# Capital Gains Calculator

Given trades inputs from IBKR, determine capital gains from lots after a transfer.


## 1. Derivation of the final formula

Assuming absolute values, then the output for the Post-Transfer P&L for a sale is
$$ \begin{aligned}
\text{Post-Transfer P\&L} &= \text{Proceeds} - \text{Commission} - \text{Transfer Cost} \\
\implies \text{Post-Transfer P\&L} &= \text{Realized P\&L} + \text{Basis} - \text{Quantity} \times \text{Transfer Price}
\end{aligned} $$


In [None]:
# set the file location
trade_filepath = "./data/raw/[INSERT_FILENAME_HERE].csv"
transfer_filepath = "./data/raw/[INSERT_FILENAME_HERE].csv"


## 2. Read the data

In [None]:
# install prereqs if not installed
# %pip install pandas --quiet

# standard imports
import re
import pandas as pd

# util imports
from util.read_without_statement_rows import read_without_statement_rows
from util.remove_commas import remove_commas
from util.add_parent_row_index import add_parent_row_index


In [None]:
# generate the raw dfs
raw_trade_df = read_without_statement_rows(trade_filepath)
raw_transfer_df = read_without_statement_rows(transfer_filepath)


## 3. Cleaning the data

### 3.1. Get Lot Transfer Data
`raw_transfer_df` will contain lots that were transferred to the new accounts. Columns I will need *per lot*:
- Transferred Lot Primary Key:
  - Currency
  - Symbol
  - Date/Time
  - Quantity
  - Purchase Price
- Transfer Price

To get transfer price, I will need to extract parent rows for transfers to get $\text{Transfer Price} = \frac{\text{Market Value}}{\text{Quantity}}$. I will then need to left join parent rows and transferred lots based in their row order.
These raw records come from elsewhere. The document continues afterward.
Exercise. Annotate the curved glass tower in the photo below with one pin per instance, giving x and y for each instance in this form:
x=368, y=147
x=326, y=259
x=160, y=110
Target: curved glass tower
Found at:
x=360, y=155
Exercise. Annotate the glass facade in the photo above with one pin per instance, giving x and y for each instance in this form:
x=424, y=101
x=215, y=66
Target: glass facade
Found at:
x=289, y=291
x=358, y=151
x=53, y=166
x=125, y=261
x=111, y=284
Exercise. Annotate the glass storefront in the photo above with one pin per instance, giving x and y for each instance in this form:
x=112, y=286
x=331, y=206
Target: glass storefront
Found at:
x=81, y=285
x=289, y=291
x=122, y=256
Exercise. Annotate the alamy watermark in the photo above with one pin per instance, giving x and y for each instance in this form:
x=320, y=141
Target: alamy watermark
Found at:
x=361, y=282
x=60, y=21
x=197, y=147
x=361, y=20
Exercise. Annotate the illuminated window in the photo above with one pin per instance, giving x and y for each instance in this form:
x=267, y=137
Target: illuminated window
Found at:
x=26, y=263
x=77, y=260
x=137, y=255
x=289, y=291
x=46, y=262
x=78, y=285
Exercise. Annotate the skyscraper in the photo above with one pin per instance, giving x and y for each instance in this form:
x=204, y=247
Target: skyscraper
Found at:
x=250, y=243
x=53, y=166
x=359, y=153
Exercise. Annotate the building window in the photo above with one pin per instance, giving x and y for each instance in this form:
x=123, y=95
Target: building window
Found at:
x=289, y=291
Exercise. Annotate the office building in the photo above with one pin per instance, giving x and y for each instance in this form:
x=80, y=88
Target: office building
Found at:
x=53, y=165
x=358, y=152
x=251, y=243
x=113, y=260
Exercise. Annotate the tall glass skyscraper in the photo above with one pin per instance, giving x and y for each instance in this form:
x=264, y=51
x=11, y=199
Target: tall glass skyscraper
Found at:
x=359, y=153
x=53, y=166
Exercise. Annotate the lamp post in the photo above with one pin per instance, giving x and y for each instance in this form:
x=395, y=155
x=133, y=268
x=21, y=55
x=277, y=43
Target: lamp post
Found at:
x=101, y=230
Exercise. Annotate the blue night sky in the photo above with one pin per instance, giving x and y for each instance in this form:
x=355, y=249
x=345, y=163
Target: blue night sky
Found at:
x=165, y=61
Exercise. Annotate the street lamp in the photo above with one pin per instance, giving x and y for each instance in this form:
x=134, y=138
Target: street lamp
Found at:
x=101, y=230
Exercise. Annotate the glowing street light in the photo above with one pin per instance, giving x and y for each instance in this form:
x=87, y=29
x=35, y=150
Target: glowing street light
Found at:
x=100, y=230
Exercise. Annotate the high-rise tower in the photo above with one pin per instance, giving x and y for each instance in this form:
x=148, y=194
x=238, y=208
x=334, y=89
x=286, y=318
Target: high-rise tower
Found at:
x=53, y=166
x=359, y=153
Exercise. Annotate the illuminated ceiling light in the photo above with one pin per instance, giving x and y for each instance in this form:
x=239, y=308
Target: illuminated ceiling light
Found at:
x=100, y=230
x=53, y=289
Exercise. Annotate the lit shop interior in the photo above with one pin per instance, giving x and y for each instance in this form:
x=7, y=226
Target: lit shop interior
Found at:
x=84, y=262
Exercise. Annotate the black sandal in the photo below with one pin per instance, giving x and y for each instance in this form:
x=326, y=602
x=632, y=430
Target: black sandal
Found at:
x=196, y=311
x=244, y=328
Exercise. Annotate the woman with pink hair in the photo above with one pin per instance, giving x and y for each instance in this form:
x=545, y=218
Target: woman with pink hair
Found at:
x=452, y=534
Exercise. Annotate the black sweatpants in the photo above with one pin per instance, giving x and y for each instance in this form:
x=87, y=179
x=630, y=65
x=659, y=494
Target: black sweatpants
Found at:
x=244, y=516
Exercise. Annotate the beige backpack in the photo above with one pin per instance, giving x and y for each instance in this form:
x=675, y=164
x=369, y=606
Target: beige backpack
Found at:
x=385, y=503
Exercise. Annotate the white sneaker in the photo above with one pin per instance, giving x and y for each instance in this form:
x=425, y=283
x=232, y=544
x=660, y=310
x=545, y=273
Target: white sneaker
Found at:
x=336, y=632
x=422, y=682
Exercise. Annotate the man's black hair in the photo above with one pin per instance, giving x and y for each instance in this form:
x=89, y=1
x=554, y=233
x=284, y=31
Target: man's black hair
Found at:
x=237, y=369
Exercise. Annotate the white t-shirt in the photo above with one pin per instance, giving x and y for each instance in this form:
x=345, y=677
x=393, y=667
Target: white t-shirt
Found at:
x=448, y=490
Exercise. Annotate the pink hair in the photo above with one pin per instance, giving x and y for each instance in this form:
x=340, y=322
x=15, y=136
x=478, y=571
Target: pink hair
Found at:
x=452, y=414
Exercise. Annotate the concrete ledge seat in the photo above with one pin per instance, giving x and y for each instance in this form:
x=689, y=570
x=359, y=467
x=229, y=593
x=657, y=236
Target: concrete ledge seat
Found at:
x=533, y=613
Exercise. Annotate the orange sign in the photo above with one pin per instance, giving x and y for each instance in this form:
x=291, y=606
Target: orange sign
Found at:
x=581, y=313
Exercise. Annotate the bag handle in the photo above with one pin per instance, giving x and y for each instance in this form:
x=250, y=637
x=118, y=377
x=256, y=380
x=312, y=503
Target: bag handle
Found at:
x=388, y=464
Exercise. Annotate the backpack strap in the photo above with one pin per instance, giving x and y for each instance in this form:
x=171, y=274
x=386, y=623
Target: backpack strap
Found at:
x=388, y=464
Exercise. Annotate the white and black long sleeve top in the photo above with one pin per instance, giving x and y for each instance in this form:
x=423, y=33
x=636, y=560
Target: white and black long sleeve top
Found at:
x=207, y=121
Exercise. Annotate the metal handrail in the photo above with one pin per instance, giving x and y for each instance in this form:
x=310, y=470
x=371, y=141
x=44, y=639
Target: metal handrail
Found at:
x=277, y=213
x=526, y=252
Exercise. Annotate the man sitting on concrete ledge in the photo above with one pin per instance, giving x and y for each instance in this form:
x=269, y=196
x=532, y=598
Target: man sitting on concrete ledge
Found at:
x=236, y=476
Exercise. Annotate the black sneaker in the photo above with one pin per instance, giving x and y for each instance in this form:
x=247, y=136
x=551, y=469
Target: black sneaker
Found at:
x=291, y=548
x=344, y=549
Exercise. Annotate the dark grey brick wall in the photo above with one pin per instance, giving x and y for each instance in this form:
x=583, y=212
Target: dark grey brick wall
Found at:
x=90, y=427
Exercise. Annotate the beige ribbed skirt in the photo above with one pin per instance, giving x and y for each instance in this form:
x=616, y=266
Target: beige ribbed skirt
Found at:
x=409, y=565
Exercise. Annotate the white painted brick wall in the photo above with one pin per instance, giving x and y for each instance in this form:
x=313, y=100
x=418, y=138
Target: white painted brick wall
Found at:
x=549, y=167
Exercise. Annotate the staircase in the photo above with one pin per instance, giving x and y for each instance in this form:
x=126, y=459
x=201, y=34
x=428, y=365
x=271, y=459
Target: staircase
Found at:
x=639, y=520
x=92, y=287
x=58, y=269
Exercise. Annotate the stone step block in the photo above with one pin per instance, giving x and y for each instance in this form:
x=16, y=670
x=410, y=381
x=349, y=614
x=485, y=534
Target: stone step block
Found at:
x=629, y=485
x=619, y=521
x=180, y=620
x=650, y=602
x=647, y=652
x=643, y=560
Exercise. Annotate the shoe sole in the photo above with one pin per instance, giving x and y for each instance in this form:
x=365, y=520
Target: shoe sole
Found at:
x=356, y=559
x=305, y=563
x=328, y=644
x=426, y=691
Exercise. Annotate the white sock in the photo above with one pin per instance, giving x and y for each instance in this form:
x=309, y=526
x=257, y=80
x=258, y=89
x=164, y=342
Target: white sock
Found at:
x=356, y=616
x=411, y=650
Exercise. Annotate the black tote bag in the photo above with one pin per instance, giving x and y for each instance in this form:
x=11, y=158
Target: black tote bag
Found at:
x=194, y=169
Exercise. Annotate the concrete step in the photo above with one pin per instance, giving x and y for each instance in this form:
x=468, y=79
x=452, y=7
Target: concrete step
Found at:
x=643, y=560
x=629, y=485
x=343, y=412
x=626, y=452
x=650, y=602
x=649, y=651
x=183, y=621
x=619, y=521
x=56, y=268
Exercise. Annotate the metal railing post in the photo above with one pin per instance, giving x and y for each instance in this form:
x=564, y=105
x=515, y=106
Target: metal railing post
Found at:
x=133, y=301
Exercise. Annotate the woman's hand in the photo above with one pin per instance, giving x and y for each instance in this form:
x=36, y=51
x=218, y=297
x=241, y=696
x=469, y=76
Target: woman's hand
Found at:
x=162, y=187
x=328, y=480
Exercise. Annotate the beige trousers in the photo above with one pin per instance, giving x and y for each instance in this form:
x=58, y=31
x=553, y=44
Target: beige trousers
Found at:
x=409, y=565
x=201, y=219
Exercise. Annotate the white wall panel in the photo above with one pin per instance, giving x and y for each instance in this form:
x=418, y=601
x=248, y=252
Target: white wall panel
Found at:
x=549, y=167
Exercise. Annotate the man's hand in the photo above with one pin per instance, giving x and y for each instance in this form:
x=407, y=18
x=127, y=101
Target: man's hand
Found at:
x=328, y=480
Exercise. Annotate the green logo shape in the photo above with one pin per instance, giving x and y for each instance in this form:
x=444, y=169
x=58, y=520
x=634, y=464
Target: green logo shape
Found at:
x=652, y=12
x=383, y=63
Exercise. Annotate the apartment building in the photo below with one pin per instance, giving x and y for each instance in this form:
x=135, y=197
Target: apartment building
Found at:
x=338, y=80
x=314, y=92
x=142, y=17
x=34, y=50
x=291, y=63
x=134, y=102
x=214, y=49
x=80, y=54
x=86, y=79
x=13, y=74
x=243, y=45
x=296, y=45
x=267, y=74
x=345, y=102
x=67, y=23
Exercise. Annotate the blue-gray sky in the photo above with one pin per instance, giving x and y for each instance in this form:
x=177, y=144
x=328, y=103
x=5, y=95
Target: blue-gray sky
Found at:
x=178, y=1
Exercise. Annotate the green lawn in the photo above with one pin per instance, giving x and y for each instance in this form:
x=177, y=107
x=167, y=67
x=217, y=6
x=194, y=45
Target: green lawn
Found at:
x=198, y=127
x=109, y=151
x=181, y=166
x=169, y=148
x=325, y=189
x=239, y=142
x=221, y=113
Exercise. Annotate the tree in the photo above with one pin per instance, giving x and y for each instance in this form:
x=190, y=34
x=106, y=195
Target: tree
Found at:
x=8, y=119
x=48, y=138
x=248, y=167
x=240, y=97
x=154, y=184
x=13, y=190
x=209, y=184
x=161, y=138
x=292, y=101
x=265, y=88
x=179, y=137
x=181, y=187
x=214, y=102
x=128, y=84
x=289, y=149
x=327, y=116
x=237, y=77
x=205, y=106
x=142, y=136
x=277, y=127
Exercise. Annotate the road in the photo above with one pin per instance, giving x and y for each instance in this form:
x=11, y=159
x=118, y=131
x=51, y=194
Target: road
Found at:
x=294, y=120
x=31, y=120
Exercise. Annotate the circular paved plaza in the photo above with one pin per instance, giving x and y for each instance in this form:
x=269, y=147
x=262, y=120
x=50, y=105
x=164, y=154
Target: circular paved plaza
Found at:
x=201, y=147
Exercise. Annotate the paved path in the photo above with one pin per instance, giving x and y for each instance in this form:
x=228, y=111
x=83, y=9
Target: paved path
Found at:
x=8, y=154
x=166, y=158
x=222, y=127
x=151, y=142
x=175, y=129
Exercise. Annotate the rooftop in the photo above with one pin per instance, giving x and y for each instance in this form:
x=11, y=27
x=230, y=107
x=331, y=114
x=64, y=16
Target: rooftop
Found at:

#### 3.1.1. Filter for Parent Rows and Transferred Lots

First, separate `raw_transfer_df` into two: `transferred_lot_df`, and `transfer_order_df`.

In [None]:
# create two new dfs based on parents and child rows
transferred_lot_df = raw_transfer_df[raw_transfer_df["Symbol"] == "Transferred Lot:"]
transfer_order_df = raw_transfer_df[raw_transfer_df["Asset Category"] == "Stocks"]


#### 3.1.2. Filter for Useful Transfer Columns
Next, keep and rename the useful columns for each dataframe.

Transferred Lot Columns:
- Row Number (this is stored in the index, and not explicitly stated in code)
- Buy Date
- Buy Quantity
- Buy Price (AKA `"Xfer Price"`)

Transfer Order Columns: 
- Row Number (this is stored in the index, and not explicitly stated in code)
- Currency
- Symbol
- Transfer Date
- Transfer Quantity
- Transfer Market Value

In [None]:
# set the columns to keep for each and their column names
transferred_lot_cols = {
    "Date"          : "lot_date",       # lot pk
    "Qty"           : "lot_quantity",   # lot pk
    "Xfer Price"    : "lot_buy_price"   # lot pk
}

transfer_order_cols = {
    "Currency"      : "lot_currency",   # lot pk
    "Symbol"        : "lot_symbol",     # lot pk
    "Date"          : "transfer_date",
    "Qty"           : "transfer_quantity",
    "Market Value"  : "transfer_market_value"
}


In [None]:
# apply column filtering and naming as defined above
transferred_lot_df = transferred_lot_df[transferred_lot_cols.keys()]
transferred_lot_df = transferred_lot_df.rename(transferred_lot_cols, axis = 1)
transfer_order_df = transfer_order_df[transfer_order_cols.keys()]
transfer_order_df = transfer_order_df.rename(transfer_order_cols, axis = 1)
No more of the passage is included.